14 Temmuz’dan sonra Esat Oktay teslim oldu

Dosya Haberleri —

Amed Zindanı eylem

Amed Zindanı eylem

Amed Zindanı tanıklarından ve şimdilerde İsviçre Kürt Enstitüsü Yönetim Kurulu Üyesi olan İrfan Babaoğlu ile Amed 5 Nolu Zindanı'ndaki 1984 Ocak Direnişi’ni konuştuk:

  • Zindan direnişi, “İnsanlık onuru işkenceyi yenecek” diye haykıran tutsakları haklı çıkardı. Tutsaklar borçlu olduğu halkına karşı mahcup olmadı. Zindan direnişi bayrağını, dışarının engin dağ ve ovalarında yürüyen halkın özgürlük mücadelesinin temsilcilerine teslim etti. Ocak 1984 direnişinin tarihi rolü budur.
  • Çok yönlü bir meydan muharebesiydi. Bu çarpışmada yine direnenler kazandı. Belki bu tarihten sonra da zindanlarda işkence eksik olmadı. Tutsaklar belki içerde, zindanda kalmaya devam ettiler. Ama bu direnişlerden sonra asla bir daha zindanlarda teslimiyet yer bulamadı. Oralar hep direnişin, üretimin, kendini geliştirmenin yerleri olarak kaldı.
  • O acıları, işkenceleri yaşayan ve buna karşı direnenler olarak herkes, 5 Nolu Zindanı’nın müze olması konusunda hemfikirdir. Ancak müze fikri darbecilerin devamcılarına bırakılmayacak kadar ciddi bir fikirdir.
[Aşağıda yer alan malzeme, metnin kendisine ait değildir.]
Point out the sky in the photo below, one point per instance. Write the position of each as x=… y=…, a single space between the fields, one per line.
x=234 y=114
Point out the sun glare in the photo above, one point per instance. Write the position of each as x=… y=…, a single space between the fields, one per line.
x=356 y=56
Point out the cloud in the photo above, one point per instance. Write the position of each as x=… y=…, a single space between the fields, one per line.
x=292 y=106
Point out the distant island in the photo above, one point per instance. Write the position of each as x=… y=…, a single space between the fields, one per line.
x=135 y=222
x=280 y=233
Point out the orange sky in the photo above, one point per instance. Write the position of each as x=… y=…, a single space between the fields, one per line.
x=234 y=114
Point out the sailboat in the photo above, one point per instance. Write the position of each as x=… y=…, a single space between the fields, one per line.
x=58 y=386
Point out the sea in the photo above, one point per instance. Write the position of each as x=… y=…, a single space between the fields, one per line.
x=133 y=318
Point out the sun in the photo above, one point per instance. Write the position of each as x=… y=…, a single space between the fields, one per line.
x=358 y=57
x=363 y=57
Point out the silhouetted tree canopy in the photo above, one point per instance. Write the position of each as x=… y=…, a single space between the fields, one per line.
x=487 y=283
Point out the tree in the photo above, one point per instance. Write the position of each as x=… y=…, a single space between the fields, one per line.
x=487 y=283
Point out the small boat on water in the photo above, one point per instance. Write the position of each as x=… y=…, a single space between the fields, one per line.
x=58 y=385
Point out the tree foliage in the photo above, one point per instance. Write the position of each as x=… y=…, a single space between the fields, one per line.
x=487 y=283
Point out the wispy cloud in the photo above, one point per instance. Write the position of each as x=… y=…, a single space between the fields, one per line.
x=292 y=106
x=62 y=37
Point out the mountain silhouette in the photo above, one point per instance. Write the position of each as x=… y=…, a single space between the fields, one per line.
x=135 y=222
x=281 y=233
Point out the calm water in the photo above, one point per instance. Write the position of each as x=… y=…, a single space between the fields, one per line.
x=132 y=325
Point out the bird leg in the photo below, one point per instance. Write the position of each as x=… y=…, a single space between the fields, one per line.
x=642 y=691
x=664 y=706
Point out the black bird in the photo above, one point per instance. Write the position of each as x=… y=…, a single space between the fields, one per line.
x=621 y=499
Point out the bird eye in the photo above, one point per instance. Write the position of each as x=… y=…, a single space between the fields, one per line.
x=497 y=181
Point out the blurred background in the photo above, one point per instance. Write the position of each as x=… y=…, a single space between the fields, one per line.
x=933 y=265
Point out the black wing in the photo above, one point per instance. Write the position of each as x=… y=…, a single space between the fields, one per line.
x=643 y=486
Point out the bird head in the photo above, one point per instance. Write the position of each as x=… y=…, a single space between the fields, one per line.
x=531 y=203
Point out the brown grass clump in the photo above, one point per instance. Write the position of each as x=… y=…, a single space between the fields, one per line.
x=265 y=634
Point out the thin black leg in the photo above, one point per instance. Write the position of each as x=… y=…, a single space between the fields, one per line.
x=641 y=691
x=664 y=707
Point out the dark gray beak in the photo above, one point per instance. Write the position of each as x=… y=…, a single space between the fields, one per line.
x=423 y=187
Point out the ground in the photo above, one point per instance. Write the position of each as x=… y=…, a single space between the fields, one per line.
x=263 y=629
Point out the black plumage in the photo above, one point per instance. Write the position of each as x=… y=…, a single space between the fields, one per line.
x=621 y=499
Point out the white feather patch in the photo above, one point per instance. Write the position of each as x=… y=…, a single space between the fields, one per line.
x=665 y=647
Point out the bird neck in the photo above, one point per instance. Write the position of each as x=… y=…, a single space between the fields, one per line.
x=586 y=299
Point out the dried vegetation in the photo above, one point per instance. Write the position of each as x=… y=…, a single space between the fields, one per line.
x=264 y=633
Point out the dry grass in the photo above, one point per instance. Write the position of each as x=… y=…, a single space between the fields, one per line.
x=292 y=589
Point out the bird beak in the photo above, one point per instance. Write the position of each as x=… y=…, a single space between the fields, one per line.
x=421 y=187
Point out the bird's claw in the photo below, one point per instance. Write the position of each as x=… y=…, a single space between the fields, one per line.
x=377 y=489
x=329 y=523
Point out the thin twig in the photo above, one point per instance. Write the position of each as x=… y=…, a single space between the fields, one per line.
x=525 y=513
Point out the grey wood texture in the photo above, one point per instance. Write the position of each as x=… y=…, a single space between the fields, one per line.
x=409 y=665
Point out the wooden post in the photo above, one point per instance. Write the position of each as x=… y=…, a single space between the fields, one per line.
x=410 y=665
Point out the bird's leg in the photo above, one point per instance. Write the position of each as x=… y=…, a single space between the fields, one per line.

Bu fikre halklar, parti ve gruplar sahip çıkmalı. O direnişi yaratanlar birlik ve beraberliğin nelere kadir olduğunu iyi bilirler.

REWŞAN DENİZ

Türkiye tarihinde derin izler bırakan ve en karanlık dönemi olarak bilinen 12 Eylül Askeri Cuntası döneminde, Amed 5 Nolu Zindanı, işkence, kötü muamele ve idamların gerçekleştiği bir merkez haline gelmişti. Amed 5 Nolu Zindanı, Kürtlüğe ve Kurdistan’a dair tüm hakikatlerin bitirilmesi için Türk devleti tarafından henüz 12 Eylül Darbesi gerçekleştirilmeden önce hazırlanmış, laboratuvar işlevi gören bir cezaevi planlanmıştı. Farklı örgütlerden ve kentlerden getirilen Kürtleri, “Türkleştirmek” ve devrimci iradelerini hiçleştirmek amaçlanıyordu. Bunun için her türlü insanlık dışı işkence yöntemlerine başvurdular. Bu yüzdendir 5 Nolu'yu 1980-1984 arası yaşananları tanımlamak için 'vahşet dönemi' tabiri kullanılır. Tüm bu saldırı ve işkencelerin içinde PKK'nin öncü kadroları cezaevi koşullarına karşı görkemli bir direniş göstererek tarihin akışını değiştirdi. Artık 5 No'lu, sadece bir zulüm merkezi olmanın ötesinde, direnişin simgesi olarak anılıyor. Bu direniş, toplumda adalet ve özgürlük taleplerine duyulan özlemi güçlendirdi ve Türkiye'nin siyasi tarihinde önemli bir yer edindi. Amed Zindanı tanıklarından ve şimdilerde İsviçre Kürt Enstitüsü Yönetim Kurulu Üyesi olan İrfan Babaoğlu ile 1984 Ocak Direnişi’ni ve 5 Nolu’nun müze olması taleplerini konuştuk. 

 

 

1984 Ocak Direnişi’ne nasıl gelindi ve sonrasında ne gibi kazanımları oldu?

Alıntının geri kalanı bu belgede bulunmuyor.